BANGALORE/CALGARY (Reuters) - Progress Energy Resources Corp PRQ.TO said on Thursday it will sell a half stake in Canadian shale gas assets to Malaysia's Petronas PETR.UL in a C$1.07 billion ($1.09 billion) deal that intensifies the race to open up lucrative markets in Asia.
Progress and Petronas will also study the feasibility of a new liquefied natural gas terminal on Canada’s West Coast as a way to secure higher prices for shale gas produced from fields in northern British Columbia’s Montney region.
North American gas prices are stubbornly weak due to the rapid development of shale supplies throughout Canada and the United States and because of static domestic demand.
It is the Malaysian state oil company’s first foray in Canada and will allow Progress to develop its shale gas holdings at a fraction of the cost of doing so itself, Chief Executive Michael Culbert said.
Other Asian oil majors such as PetroChina 601857.SSPTR.N, Korea Gas 036460.KS and Mitsubishi 8058.T are also venturing into North American shale gas plays and finding ready partners who seek capital to fund exploration in the unconventional assets.
Several players, including Apache Corp APA.N and Royal Dutch Shell Plc RDSa.L, are eyeing LNG terminals for the Pacific Coast as a way to absorb burgeoning output from the Montney and Horn River areas. No operations are expected to start up before 2015.
“There are a number of projects at various stages, but I think there is room for a lot of LNG projects with the vast resources we have in British Columbia and Western Canada,” Culbert said in an interview.
Petronas is an ideal partner due to its expertise with LNG at home and in Australia, Egypt and Britain, he said. The technology involves super-cooling gas into a liquid so it can be loaded onto tankers and shipped to markets.
Investors welcomed the deal, driving shares of Calgary-based Progress up 73 Canadian cents, or 5 percent, to C$14.71 on the Toronto Stock Exchange.
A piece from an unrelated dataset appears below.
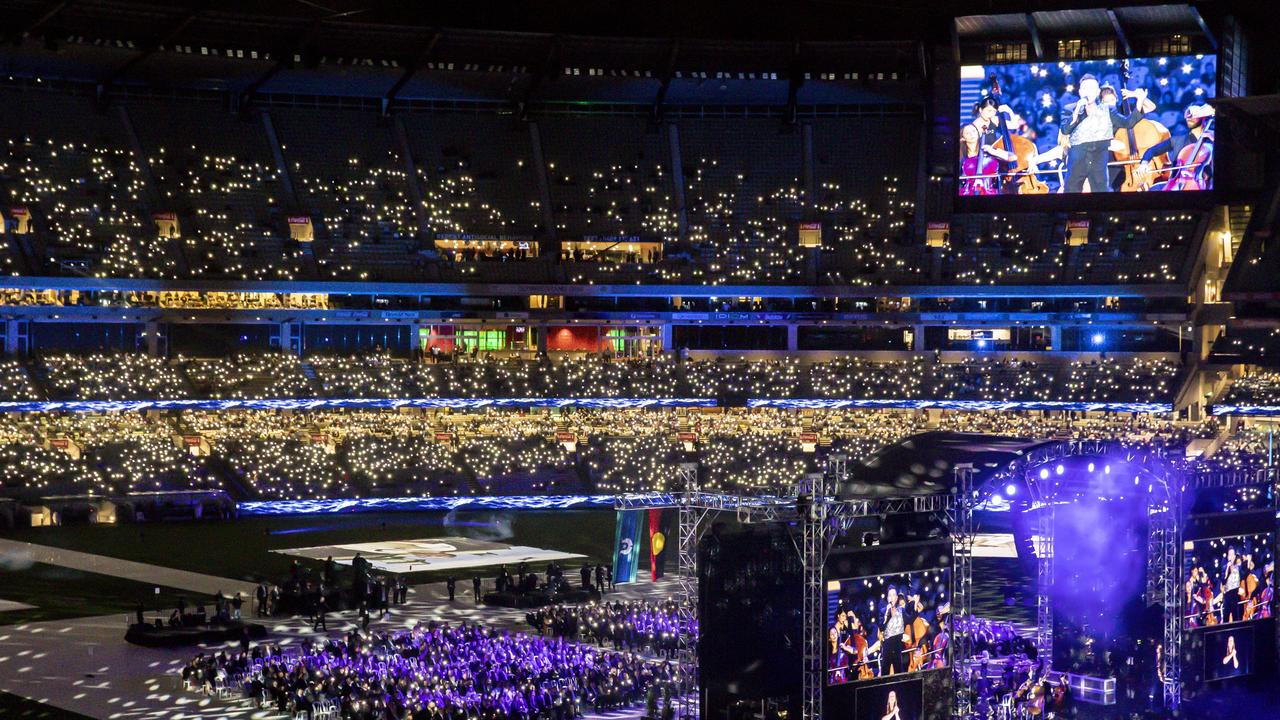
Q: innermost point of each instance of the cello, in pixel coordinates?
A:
(1193, 162)
(1129, 145)
(1019, 178)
Earlier they touched a 32-month high.
“Petronas’s business is in world LNG production and distribution. So it seems to imply they have an interest in securing the good supply source that Montney represents,” said analyst Kim Page of Wellington West Capital Markets.
The Montney is seen as one of the top shale gas regions on the continent, along with such others as the Marcellus in the eastern United States and Eagle Ford in Texas.
Like many of the other shale gas deals, Petronas will pay for much of the acquisition by agreeing to cover Progress’s capital spending as the two companies develop the fields.
The Progress and Petronas holdings are in the north part of the region and include the Altares, Lily and Kahta properties, comprising 149,910 acres. There is scant current production but Petronas said possible resources could be as high as 15 trillion cubic feet.
Petronas will pay C$267.5 million in cash when the deal closes, likely in the third quarter. The remaining C$802.5 million will form 75 percent of Progress’s share of capital spending on the assets over the next five years.
Progress, a mid-size producer with a market value of C$3.2 billion, will operate the assets. Plans call for development spending of C$250 million to C$300 million between the deal’s close and end of 2012, Culbert said.
For the LNG export venture, Petronas will provide a standby equity financing commitment of up to C$600 million for Progress’s capital needs. Petronas will own 80 percent of the venture and Progress the remainder.